Unlike most of Moore’s critics, Melnyk and Caine are not conservatives, a point they emphasized at the film’s Canadian premiere this weekend at the Hot Docs Film Festival in Toronto. They agree with Moore’s politics and enjoy his movies (Canadian Bacon aside). Shedding their initially favourable view, the film can be enjoyed from either one of two perspectives – that of the documentarian, dismayed with a propagandist masquerading as one of their own; and that of the citizen aghast that one of their own could be such a complete asshole.
Labeling Michael Moore a propagandist wouldn’t cause him to lose any sleep, but to the documentary filmmaker, his casual approach to the truth is a capital crime. Manufacturing Dissent puts the lie to Moore’s winded Oscar acceptance speech about “fictitious times”. In Roger & Me, a film about GM President Roger Smith’s refusal to speak with him about the plight of the American autoworker, Moore omitted out the fairly salient fact that Smith met with him twice during filming including a lengthy interview, the transcript of which was published in a national magazine. Most galling is Moore’s hypocrisy. Having made a fortune pillorying business people and performers for refusing to talk to his camera, Melnyk and Caine chase him with interview requests for years and are repeatedly stonewalled by Moore and his entourage.
Aside from employing Moore’s own questionable editing style (turnabout is fair play, I guess), one fair criticism leveled against the directors by a couple of true believers in Sunday’s audience its possibly excessive focus on his personality. Moore is a boor. His mistreatment of those close to him – friends, colleagues, political allies – is appalling. Roger & Me could just have easily been called Me, because that’s what it’s always been for Michael Moore – shameless self-promotion and profiteering through the misery of the down-and-out.
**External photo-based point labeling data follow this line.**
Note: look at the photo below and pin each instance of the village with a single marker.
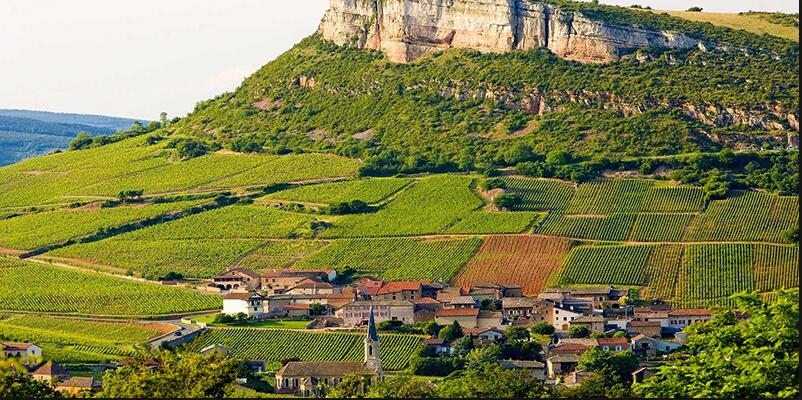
(568, 321)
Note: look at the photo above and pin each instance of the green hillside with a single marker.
(653, 172)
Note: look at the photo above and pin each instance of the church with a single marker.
(303, 378)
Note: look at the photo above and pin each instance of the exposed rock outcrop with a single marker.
(407, 29)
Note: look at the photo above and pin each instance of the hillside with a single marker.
(25, 133)
(652, 169)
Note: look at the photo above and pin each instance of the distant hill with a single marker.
(25, 133)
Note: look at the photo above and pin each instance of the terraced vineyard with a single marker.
(660, 227)
(368, 190)
(481, 222)
(748, 216)
(682, 199)
(274, 345)
(608, 196)
(397, 259)
(193, 258)
(711, 273)
(540, 194)
(32, 287)
(430, 206)
(280, 254)
(618, 265)
(31, 231)
(232, 222)
(614, 227)
(527, 261)
(79, 341)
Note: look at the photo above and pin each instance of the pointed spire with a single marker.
(372, 334)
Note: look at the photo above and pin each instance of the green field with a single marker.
(193, 258)
(368, 190)
(233, 222)
(397, 259)
(608, 196)
(32, 287)
(31, 231)
(660, 227)
(481, 222)
(614, 227)
(746, 216)
(619, 265)
(540, 194)
(274, 345)
(78, 341)
(131, 164)
(430, 206)
(280, 254)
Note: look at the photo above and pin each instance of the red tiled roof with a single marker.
(690, 312)
(295, 307)
(620, 341)
(398, 286)
(457, 312)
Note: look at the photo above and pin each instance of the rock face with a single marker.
(407, 29)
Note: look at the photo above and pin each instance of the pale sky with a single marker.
(138, 58)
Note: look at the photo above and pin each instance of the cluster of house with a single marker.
(48, 371)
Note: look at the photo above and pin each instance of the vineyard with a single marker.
(32, 287)
(660, 227)
(614, 227)
(232, 222)
(540, 194)
(397, 259)
(481, 222)
(280, 254)
(748, 216)
(274, 345)
(608, 196)
(79, 341)
(368, 190)
(31, 231)
(430, 206)
(617, 265)
(194, 258)
(527, 261)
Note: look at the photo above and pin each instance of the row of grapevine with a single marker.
(273, 345)
(614, 227)
(618, 265)
(540, 194)
(33, 287)
(397, 259)
(527, 261)
(368, 190)
(193, 258)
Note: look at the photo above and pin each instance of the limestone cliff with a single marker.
(407, 29)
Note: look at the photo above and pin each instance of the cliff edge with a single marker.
(407, 29)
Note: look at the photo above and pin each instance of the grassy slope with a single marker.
(749, 23)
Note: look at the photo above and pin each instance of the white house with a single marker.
(250, 304)
(17, 349)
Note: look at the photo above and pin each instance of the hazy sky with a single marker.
(138, 58)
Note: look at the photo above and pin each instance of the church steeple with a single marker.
(372, 357)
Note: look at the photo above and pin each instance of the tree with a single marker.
(352, 386)
(543, 328)
(81, 141)
(451, 332)
(187, 375)
(402, 387)
(578, 331)
(731, 358)
(18, 385)
(492, 381)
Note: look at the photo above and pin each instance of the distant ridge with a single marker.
(27, 133)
For me, the film put Moore in perspective – the left’s version of Ann Coulter: shrill, intellectually lazy, and dishonest. I was anxious to gauge the reaction of the progressive Toronto Annex art house crowd to a film casting him in an unfavourable light. More than all the nicks the film inflicts, it’s in the amused and approving reaction of that audience, the most loyal of Moore’s constituencies, that would cut Moore, a thin-skinned narcissist, the deepest. With that kind of endorsement, on a go/no-go scale, I give Manufacturing Dissent a “go”.